The FCA has published a speech given by Mark Steward, Director of Enforcement and Market Oversight at the FCA. In his speech Mr Steward discusses culture and governance.
Mr Steward states that from a regulatory standpoint good rules and standards can describe the expectations and set the boundaries but more is needed. First, a detailed understanding of the nature of the business. A good effective understanding of the nature of the business means knowing how the front line, the middle management and the senior management actually operate. Secondly, senior management cannot be watching everything all the time, there needs to be effective systems and controls to ensure the business is operating effectively and in accordance with standards of conduct that have been designed and approved by senior management. Third, there needs to be “a healthy dose of reality”. Mr Steward describes this as there “being a risk-focused counterfactual or counterintuitive audit from the perspective of the cynic who is able to exploit the price of the system’s gaps – yes, the cynic’s perspective is not without value.”
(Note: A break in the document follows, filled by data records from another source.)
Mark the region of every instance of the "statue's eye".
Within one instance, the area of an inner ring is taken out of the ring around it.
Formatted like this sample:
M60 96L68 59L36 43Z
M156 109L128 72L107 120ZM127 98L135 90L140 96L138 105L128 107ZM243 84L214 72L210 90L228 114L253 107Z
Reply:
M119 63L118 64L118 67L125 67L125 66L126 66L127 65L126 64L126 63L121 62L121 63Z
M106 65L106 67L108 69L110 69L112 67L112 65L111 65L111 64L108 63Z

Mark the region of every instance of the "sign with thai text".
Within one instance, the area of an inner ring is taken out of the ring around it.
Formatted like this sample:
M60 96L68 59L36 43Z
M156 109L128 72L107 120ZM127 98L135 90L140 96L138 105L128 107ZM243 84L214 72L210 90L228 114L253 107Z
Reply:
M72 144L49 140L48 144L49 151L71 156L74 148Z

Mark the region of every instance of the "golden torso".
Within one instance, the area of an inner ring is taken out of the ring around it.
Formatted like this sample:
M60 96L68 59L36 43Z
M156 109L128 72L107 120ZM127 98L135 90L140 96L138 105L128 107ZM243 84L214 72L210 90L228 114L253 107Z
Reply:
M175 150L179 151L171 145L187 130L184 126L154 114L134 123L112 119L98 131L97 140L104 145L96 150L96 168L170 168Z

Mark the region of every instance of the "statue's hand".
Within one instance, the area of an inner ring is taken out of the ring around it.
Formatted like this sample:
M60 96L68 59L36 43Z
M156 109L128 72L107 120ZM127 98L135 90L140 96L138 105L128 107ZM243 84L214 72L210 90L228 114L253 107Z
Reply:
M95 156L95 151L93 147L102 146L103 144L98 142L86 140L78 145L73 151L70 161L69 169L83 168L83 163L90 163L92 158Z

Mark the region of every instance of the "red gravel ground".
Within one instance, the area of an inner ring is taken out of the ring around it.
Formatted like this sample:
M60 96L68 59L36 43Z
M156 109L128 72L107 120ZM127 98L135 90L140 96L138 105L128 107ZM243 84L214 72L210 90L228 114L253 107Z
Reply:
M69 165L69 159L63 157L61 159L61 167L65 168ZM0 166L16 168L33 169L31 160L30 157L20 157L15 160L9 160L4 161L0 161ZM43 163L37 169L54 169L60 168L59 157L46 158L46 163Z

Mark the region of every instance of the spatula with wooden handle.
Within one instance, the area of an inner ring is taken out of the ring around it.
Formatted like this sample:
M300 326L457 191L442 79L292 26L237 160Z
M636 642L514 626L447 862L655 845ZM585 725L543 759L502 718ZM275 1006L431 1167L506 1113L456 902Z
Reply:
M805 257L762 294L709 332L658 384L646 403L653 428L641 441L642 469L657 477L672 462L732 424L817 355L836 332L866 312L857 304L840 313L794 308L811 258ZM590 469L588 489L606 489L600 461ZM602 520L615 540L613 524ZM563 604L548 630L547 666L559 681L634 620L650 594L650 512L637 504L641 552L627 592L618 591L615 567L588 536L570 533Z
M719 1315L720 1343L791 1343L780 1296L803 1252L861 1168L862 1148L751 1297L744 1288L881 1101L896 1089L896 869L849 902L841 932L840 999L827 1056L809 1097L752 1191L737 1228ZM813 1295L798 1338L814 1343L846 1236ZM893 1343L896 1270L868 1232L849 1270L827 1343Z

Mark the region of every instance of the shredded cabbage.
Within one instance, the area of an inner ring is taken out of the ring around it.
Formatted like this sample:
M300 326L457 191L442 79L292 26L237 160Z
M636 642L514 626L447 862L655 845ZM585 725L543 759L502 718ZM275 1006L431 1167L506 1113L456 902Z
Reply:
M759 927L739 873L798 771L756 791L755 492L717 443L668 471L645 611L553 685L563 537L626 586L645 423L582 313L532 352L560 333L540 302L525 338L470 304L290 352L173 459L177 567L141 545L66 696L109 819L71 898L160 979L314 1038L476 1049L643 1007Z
Mr Steward explains that a key challenge in making culture a pragmatic reality is the difficulty in knowing whether the culture that exists is good or even working. One way of knowing when culture has failed is when things go wrong and get worse or just go wrong again. Key questions here include:
- How quickly does it take for problems to escalate to the right person or group of persons for effective decision making or action?
- How many problems linger in the in-box or the draft box or the bottom drawer beyond their easily flexible date?
- How difficult is it to fix things once they are detected?